DILS: depth incremental learning strategy

Front Neurorobot. 2024 Jan 8:17:1337130. doi: 10.3389/fnbot.2023.1337130. eCollection 2023.

Abstract

There exist various methods for transferring knowledge between neural networks, such as parameter transfer, feature sharing, and knowledge distillation. However, these methods are typically applied when transferring knowledge between networks of equal size or from larger networks to smaller ones. Currently, there is a lack of methods for transferring knowledge from shallower networks to deeper ones, which is crucial in real-world scenarios such as system upgrades where network size increases for better performance. End-to-end training is the commonly used method for network training. However, in this training strategy, the deeper network cannot inherit the knowledge from the existing shallower network. As a result, not only is the flexibility of the network limited but there is also a significant waste of computing power and time. Therefore, it is imperative to develop new methods that enable the transfer of knowledge from shallower to deeper networks. To address the aforementioned issue, we propose an depth incremental learning strategy (DILS). It starts from a shallower net and deepens the net gradually by inserting new layers each time until reaching requested performance. We also derive an analytical method and a network approximation method for training new added parameters to guarantee the new deeper net can inherit the knowledge learned by the old shallower net. It enables knowledge transfer from smaller to larger networks and provides good initialization of layers in the larger network to stabilize the performance of large models and accelerate their training process. Its reasonability can be guaranteed by information projection theory and is verified by a series of synthetic and real-data experiments.
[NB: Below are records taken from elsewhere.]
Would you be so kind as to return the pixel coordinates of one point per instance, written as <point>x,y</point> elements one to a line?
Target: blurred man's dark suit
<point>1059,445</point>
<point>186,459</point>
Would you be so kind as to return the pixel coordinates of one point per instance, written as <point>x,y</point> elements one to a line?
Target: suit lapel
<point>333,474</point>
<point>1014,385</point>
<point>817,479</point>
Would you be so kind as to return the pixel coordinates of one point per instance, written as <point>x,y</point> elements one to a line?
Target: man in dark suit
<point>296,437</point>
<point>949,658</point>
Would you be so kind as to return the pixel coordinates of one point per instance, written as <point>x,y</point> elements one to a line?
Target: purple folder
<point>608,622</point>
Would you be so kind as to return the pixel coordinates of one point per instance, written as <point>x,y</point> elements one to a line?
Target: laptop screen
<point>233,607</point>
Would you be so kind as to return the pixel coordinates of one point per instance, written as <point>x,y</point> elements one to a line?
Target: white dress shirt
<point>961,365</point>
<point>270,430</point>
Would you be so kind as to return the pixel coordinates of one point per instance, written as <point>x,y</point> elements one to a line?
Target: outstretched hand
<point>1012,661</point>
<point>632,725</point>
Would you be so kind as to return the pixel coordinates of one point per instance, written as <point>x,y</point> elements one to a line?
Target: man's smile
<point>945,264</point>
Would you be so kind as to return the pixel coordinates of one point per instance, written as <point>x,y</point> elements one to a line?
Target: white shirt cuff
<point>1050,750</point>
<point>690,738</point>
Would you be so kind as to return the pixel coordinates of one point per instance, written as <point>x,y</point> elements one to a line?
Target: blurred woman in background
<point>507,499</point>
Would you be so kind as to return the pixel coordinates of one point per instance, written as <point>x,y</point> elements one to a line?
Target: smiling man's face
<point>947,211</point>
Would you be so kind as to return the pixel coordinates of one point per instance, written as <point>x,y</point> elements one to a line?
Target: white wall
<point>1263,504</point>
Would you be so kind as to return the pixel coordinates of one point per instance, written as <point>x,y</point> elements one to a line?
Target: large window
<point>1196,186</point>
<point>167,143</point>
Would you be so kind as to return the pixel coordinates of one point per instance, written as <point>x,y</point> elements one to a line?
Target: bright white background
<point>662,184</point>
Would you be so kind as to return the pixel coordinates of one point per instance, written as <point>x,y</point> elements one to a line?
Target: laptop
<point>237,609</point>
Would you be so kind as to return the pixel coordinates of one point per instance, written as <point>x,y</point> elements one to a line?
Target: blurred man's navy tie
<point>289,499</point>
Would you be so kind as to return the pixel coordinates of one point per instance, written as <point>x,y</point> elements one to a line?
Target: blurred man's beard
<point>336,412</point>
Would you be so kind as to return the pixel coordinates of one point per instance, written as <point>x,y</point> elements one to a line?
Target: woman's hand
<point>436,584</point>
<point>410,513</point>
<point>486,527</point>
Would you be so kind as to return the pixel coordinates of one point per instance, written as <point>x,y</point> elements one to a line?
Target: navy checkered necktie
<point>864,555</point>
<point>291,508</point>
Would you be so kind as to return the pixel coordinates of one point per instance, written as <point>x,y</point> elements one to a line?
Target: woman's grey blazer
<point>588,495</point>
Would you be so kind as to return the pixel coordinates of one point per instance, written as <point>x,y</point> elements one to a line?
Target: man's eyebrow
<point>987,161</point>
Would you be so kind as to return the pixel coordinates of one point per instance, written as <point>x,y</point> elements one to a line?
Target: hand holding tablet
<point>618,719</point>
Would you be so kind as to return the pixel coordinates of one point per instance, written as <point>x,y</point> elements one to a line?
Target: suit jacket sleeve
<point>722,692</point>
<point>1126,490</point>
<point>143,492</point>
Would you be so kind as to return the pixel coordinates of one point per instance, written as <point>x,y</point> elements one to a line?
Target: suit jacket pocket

Keywords: depth incremental learning; knowledge transfer; local supervision; network prior; training strategy.

Grants and funding

The author(s) declare financial support was received for the research, authorship, and/or publication of this article. This study was supported in part by National Key Research and Development Program of China under Grant 2020YFB1313400, National Natural Science Foundation of China under Grants 62273339 and 61821005, Youth Innovation Promotion Association of the Chinese Academy of Sciences under Grant Y202051, and CAS Project for Young Scientists in Basic Research, Grant No. YSBR-041.